Training with built-in algorithms on AI Platform Training allows you to submit your dataset and train a model without writing any training code. This page explains how the built-in linear learner algorithm works, and how to use it.
Overview
This built-in algorithm does preprocessing and training:
- Preprocessing: AI Platform Training processes your mix of categorical and numerical data into an all numerical dataset in order to prepare it for training.
- Training: Using the dataset and the model parameters you supplied, AI Platform Training runs training using TensorFlow's Linear Estimator.
Limitations
The following features are not supported for training with the built-in linear learner algorithm:
- Multi-GPU training. Built-in algorithms use only one GPU at a time.

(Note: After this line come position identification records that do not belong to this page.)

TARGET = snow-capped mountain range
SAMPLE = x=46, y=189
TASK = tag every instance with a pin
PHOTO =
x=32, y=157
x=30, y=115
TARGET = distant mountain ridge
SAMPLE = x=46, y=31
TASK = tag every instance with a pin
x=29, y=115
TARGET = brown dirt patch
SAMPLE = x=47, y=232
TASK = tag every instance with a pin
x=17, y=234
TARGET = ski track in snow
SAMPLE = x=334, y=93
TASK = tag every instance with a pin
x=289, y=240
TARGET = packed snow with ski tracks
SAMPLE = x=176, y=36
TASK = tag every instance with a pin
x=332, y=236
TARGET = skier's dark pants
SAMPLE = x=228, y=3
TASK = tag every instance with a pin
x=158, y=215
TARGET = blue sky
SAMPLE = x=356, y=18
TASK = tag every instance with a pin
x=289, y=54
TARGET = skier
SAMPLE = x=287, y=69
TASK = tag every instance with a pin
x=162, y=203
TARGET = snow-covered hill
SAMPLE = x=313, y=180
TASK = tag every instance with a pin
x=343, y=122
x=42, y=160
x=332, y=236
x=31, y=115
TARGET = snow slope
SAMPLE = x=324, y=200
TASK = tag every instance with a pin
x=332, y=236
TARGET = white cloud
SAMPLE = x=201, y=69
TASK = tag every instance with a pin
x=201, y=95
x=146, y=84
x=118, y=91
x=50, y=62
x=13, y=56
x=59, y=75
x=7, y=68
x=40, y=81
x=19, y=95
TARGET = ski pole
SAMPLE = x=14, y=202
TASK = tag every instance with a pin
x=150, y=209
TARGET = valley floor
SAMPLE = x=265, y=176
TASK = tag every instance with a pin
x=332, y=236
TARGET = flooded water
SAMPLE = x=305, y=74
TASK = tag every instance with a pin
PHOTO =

To take full advantage of training with multiple GPUs on one machine, you must create a training application. Find more information about machine types.
- Training with TPUs. To train with TPUs, you must create a training application. Learn how to run a training job with TPUs.
- Distributed training. To run a distributed training job on AI Platform Training, you must create a training application.
Supported machine types
The following AI Platform Training scale tiers and machine types are supported:
BASIC
scale tierCUSTOM
scale tier with any of the Compute Engine machine types supported by AI Platform Training.CUSTOM
scale tier with any of the following legacy machine types:standard
large_model
complex_model_s
complex_model_m
complex_model_l
standard_gpu
standard_p100
standard_v100
large_model_v100
Format input data
Each row of a dataset represents one instance, and each column of a dataset represents a feature value. The target column represents the value you want to predict.
Prepare CSV file
Your input data must be a CSV file with UTF-8 encoding. If your training data only consists of categorical and numerical values, then you can use our preprocessing module to fill in missing numerical values, split the dataset, and remove rows with more than 10% of values missing. Otherwise, you can run training without automatic preprocessing enabled.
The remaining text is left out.